No ano de 1972, devido à implantação do PISG, o DNOCS determina a expulsão dos moradores e a desativação da Rua da Medidora e parte da Rua da Baixa. Desta feita, com muita tristeza, Dona Raimunda deixa São Gonçalo depois de quarenta anos e vai morar em Marizópolis com o Senhor Antonio, que se tornaria o destino de muitos são-gonçalenses, deserdados compulsoriamente de suas origens. Em Marizópolis, Dona Raimunda moraria nas ruas Erminio Vale e Rita de Abreu.
Entretanto, todas as quartas-feiras, religiosamente, Dona Raimunda e Seu Antonio saíam de Marizópolis a pé, ao raiar do sol, com destino a São Gonçalo, onde passavam o dia na casa do filho Zé Tarzan. No dia seguinte, à tardinha, retornavam para sua casa, de ônibus, na viação Santa Cruz ou viação São José. Algumas vezes, Zé Tarzan levava sua mãe de volta no seu veículo, sob a alegre companhia dos filhos. Estas visitas perdurariam até o falecimento de Seu Antonio, no ano de 1988.

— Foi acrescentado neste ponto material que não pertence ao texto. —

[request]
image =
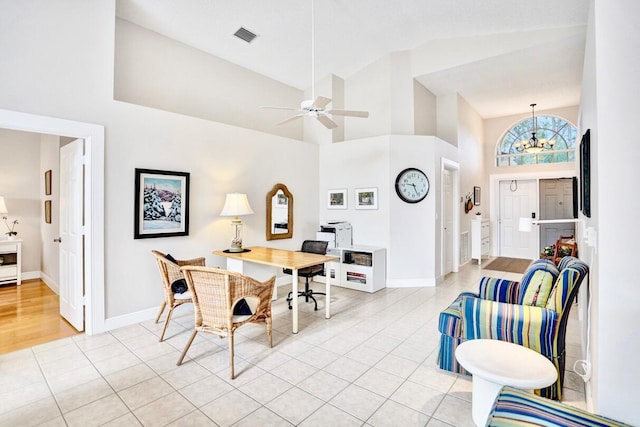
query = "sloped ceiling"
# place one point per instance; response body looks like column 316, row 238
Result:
column 544, row 67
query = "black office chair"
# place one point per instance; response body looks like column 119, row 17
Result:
column 313, row 247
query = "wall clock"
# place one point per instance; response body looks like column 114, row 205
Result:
column 412, row 185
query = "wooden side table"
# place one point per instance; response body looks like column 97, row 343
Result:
column 494, row 364
column 11, row 261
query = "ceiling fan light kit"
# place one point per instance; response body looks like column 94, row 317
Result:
column 315, row 107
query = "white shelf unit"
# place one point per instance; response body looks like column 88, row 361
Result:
column 11, row 267
column 480, row 239
column 362, row 268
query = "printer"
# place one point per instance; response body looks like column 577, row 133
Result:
column 337, row 233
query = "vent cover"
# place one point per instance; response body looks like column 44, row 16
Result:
column 245, row 34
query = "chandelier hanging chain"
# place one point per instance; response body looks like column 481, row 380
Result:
column 534, row 145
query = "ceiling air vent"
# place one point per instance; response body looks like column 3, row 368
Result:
column 245, row 34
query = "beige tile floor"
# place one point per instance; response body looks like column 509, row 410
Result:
column 372, row 364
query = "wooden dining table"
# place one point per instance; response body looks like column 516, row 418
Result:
column 282, row 258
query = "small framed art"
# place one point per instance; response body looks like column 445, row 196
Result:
column 161, row 204
column 367, row 198
column 337, row 199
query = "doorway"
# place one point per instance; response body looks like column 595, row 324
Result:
column 93, row 201
column 521, row 199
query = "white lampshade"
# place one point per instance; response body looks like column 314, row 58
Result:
column 3, row 207
column 525, row 224
column 236, row 204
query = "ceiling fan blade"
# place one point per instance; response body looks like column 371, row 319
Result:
column 320, row 102
column 297, row 116
column 279, row 108
column 349, row 113
column 327, row 122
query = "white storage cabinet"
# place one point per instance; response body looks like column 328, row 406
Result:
column 480, row 239
column 11, row 265
column 362, row 268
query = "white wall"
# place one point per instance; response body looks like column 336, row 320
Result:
column 41, row 42
column 21, row 184
column 50, row 160
column 424, row 110
column 610, row 109
column 409, row 232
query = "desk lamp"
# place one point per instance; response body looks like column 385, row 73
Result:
column 236, row 204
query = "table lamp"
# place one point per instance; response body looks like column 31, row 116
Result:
column 236, row 204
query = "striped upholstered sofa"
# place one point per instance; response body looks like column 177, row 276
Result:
column 514, row 407
column 533, row 313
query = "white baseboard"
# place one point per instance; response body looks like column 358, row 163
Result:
column 29, row 275
column 132, row 318
column 52, row 284
column 411, row 283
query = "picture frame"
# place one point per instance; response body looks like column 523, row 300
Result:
column 47, row 183
column 282, row 201
column 161, row 207
column 337, row 199
column 47, row 211
column 367, row 198
column 585, row 173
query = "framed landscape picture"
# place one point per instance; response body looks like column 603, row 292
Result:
column 337, row 199
column 161, row 204
column 367, row 198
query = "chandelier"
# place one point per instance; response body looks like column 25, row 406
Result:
column 533, row 144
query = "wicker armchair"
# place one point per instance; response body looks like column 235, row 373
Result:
column 170, row 272
column 217, row 295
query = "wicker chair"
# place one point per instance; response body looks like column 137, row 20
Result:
column 170, row 272
column 216, row 293
column 313, row 247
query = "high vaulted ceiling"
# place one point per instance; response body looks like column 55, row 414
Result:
column 504, row 54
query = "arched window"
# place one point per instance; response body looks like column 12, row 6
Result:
column 550, row 128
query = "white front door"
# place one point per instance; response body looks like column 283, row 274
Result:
column 556, row 202
column 518, row 198
column 71, row 233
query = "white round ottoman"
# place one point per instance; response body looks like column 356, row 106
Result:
column 494, row 364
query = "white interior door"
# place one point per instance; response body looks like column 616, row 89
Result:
column 448, row 221
column 518, row 198
column 71, row 233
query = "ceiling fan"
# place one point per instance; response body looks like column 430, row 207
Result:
column 315, row 107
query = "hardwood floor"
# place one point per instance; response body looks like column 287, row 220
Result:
column 30, row 315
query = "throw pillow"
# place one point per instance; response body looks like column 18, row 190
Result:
column 179, row 286
column 538, row 289
column 242, row 308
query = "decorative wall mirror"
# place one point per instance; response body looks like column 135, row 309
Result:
column 279, row 213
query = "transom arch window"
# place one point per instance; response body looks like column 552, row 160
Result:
column 550, row 128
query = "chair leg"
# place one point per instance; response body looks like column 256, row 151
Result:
column 186, row 348
column 231, row 367
column 166, row 323
column 164, row 304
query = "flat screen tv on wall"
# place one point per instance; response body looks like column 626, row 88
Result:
column 585, row 174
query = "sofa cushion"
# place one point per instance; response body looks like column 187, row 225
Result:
column 537, row 283
column 518, row 407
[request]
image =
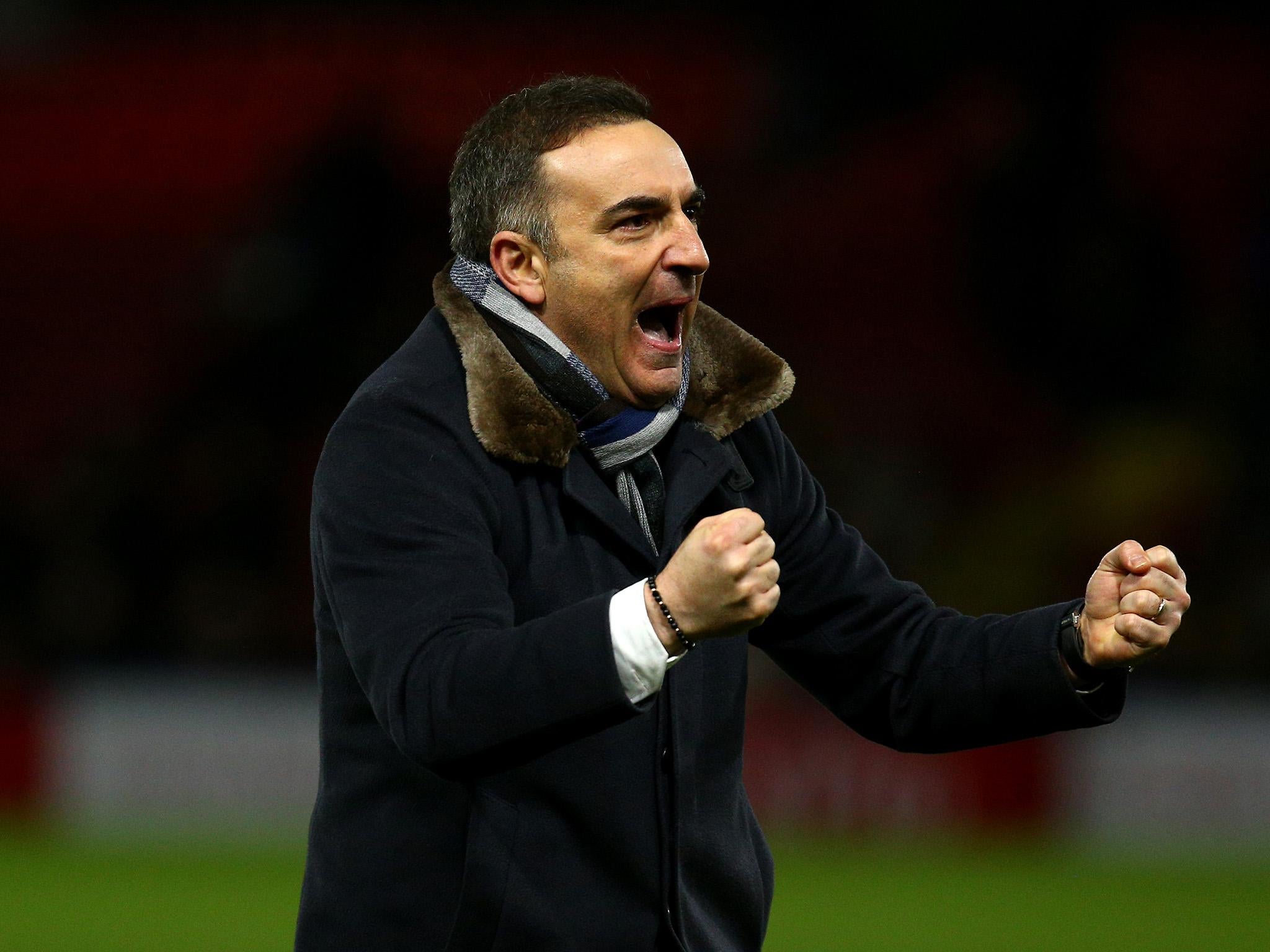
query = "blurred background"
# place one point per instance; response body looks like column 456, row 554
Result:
column 1020, row 263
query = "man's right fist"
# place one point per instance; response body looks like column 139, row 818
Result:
column 722, row 580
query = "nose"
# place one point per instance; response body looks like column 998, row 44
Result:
column 685, row 250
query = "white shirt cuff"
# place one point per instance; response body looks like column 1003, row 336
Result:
column 641, row 655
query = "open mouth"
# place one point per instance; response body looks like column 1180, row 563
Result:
column 662, row 324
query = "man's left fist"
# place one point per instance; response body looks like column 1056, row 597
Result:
column 1133, row 604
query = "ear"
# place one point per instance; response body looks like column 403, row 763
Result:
column 520, row 265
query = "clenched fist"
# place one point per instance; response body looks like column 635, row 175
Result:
column 722, row 580
column 1133, row 604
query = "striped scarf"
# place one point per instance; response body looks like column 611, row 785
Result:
column 619, row 437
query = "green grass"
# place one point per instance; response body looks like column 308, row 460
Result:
column 1016, row 896
column 63, row 892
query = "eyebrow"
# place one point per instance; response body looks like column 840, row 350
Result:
column 649, row 203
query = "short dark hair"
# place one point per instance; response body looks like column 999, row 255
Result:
column 497, row 182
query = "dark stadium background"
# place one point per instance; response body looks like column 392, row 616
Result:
column 1020, row 263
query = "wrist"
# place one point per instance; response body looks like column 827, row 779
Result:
column 668, row 631
column 1071, row 650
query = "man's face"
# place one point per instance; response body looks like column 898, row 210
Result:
column 623, row 283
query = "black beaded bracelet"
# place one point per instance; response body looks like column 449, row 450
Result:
column 689, row 644
column 1071, row 645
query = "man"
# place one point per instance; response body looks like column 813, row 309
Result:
column 544, row 534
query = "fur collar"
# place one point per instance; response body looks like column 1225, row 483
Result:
column 734, row 380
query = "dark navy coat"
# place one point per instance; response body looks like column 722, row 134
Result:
column 486, row 783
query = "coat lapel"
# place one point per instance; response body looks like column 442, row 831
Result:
column 584, row 484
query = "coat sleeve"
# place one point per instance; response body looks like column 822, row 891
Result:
column 403, row 534
column 883, row 656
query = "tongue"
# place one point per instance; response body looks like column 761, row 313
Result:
column 654, row 324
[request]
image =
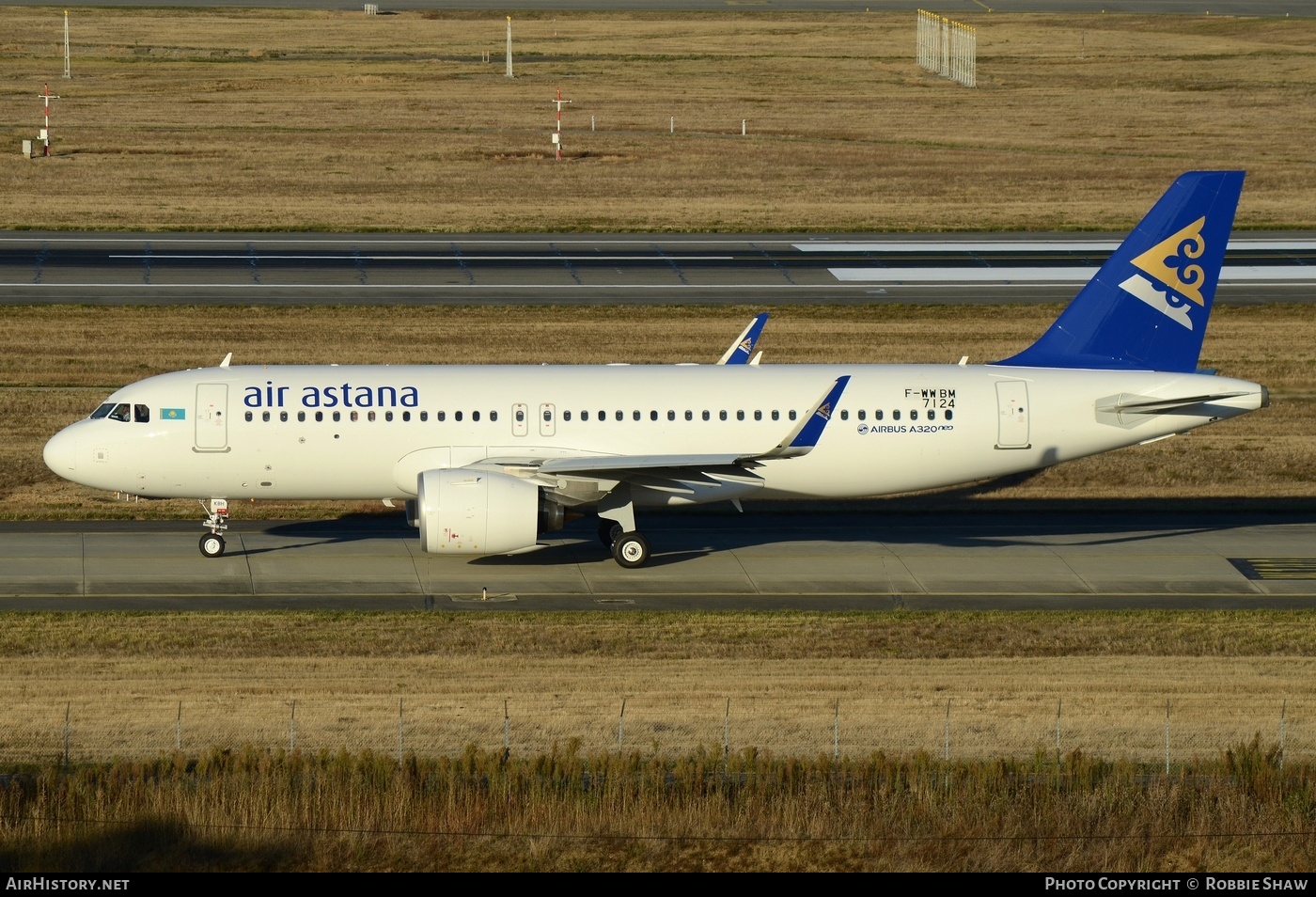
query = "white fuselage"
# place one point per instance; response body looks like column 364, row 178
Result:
column 352, row 433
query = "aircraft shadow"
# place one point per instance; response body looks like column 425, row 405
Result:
column 958, row 518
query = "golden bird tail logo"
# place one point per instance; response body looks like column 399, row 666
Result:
column 1170, row 275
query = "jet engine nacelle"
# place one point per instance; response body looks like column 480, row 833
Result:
column 479, row 512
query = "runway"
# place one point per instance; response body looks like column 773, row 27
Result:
column 815, row 559
column 1278, row 8
column 305, row 269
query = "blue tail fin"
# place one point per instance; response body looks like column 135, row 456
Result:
column 1148, row 306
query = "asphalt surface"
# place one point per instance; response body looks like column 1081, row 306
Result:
column 951, row 8
column 816, row 559
column 598, row 269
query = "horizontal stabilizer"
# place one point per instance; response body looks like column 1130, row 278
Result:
column 1145, row 404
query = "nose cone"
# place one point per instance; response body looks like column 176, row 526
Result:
column 61, row 453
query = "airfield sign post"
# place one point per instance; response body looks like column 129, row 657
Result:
column 45, row 132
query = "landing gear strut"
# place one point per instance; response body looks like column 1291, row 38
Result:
column 212, row 543
column 631, row 549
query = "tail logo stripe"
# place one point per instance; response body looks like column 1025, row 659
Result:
column 1171, row 262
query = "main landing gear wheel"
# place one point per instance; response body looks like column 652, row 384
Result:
column 212, row 544
column 608, row 532
column 631, row 549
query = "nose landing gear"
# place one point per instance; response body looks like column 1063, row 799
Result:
column 217, row 521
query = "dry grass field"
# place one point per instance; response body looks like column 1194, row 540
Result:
column 290, row 756
column 335, row 120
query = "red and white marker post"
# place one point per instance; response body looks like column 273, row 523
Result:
column 45, row 132
column 556, row 134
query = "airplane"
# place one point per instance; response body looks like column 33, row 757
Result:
column 489, row 457
column 741, row 352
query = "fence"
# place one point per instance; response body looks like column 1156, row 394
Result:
column 948, row 48
column 1140, row 730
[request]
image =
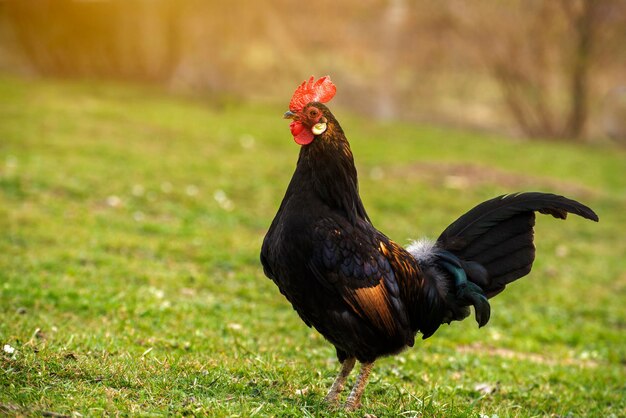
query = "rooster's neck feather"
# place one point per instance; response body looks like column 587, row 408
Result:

Em 1975, em sua segunda e última visita à Paraíba, Antonio levou a mãe para conhecer a cidade maravilhosa. Em seguida, Zé Tarzan viajou à capital fluminense para trazer a mãe de volta à Paraíba. Na viagem, Zé Tarzan aproveitou para conhecer as belezas da cidade fluminense, bem como a imponência da capital paulista.
No ano de 1988, após a morte do marido, Dona Raimunda vai morar em Juazeiro da Bahia, com a filha Lourdes, o genro Júlio e a neta Selma.
Vivendo na Bahia, Dona Raimunda não conseguia disfarçar a bucólica melancolia. O seu analfabetismo era limitado. A imaginação, não. A desfamiliarização com as letras a impedia de escrever como os poetas dos sertões, mas não a impossibilitava de sonhar como eles.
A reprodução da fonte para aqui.